Thank you for you and your husbands' for his service to our country


----------



## beccacc31 (Aug 17, 2009)

I am sorry for you loss. I have to agree with pburchins about how much a house changes.


----------



## Debles (Sep 6, 2007)

I am so very sorry. I know how painful it is. Have you figured out where he got the antifreeze yet?


----------



## 3340 (Dec 17, 2007)

Debles said:


> I am so very sorry. I know how painful it is. Have you figured out where he got the antifreeze yet?


No we haven't found out from where. I just keep thinking because whenever we take him out he's on a leash,and I never let him go near any cars,or in the parking lot,but someone had wrote that it must have been in the grass,and he used to love licking the grass when it rained. It rains here almost everyday! He would usually stop licking it when we went next to him. If it was from him licking the grass I don't understand why antifreeze would be in the grass:no:


----------



## Ljilly28 (Jan 22, 2008)

Again, I am just so sorry. Something like this, with antifreeze from who knows where, is a nightmare scenario. I feel terrible you have to go through the loss of your puppy.


----------



## ggdenny (Nov 2, 2008)

Thank you so much for sharing the wonderful pics and video of Sam. He sure was a cutie. Again, I'm sorry for your loss - it's so heartbreaking. Be well.


----------



## Romeo1 (Apr 19, 2008)

So sorry for your loss. Sam was a beautiful puppy.


----------



## coppers-mom (Jan 9, 2009)

Sam was a beautiful puppy and I am so sorry you lost him.
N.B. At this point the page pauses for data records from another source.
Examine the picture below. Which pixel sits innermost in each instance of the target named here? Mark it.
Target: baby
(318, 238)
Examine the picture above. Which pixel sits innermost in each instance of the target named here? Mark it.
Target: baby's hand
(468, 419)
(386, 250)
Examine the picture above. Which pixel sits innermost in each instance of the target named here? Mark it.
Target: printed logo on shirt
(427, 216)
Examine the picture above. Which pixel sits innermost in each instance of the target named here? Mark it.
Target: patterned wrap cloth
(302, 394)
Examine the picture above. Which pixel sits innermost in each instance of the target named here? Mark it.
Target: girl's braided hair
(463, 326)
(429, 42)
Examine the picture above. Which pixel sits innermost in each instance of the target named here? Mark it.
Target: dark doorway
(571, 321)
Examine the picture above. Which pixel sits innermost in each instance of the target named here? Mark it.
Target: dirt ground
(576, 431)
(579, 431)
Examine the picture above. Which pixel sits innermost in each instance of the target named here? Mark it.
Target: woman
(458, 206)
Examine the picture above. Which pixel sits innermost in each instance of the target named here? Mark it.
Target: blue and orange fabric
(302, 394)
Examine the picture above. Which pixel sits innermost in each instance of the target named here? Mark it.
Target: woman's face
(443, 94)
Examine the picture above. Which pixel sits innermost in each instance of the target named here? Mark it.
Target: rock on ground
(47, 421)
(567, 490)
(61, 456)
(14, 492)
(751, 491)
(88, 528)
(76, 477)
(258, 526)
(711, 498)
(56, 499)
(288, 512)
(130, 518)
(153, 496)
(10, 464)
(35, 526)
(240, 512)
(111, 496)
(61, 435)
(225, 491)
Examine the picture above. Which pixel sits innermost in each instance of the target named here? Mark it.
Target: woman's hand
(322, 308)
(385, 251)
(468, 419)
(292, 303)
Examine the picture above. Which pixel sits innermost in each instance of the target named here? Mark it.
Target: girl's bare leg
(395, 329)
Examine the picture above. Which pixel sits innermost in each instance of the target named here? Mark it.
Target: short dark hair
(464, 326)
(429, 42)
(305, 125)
I know how heartbreaking it is to lose a pet, but I've never lost one so young and that must make it harder to accept.

I love the picture of him sprawled out on the floor! Those ears are all over the place and it looks like his back legs are flopped out too. His eyes are heart melting in the second photo and I have lots of blurry pics like the last one, but in my case it because my hand shakes.:doh:


----------



## Duke's Momma (Mar 1, 2007)

He was beautiful. Again, this is just so heartbreaking. I'm so very sorry for your loss.


----------



## Debles (Sep 6, 2007)

Again I am so sorry. That is so scary that licking the grass could poison your puppy and you would have no way of knowing there was antifreeze there! Just so tragic.


----------



## lianglei (Jan 12, 2010)

I am so very sorry.


----------



## 3SweetGoldens (Feb 28, 2007)

Such a very sad loss of your beautiful puppy. I loved the pictures of him. I am so sorry for your tremendous loss.


----------



## goldensmum (Oct 23, 2007)

Thanks for sharing some pics of Sam, again am so sorry for your loss


----------



## Murphysmom (Nov 2, 2009)

He was definitely a cutie pie. Thanks for sharing, and again, sorry for your loss.


----------



## sharlin (Feb 26, 2007)

Play Hard Sweet Boy ~ Godspeed & Love


----------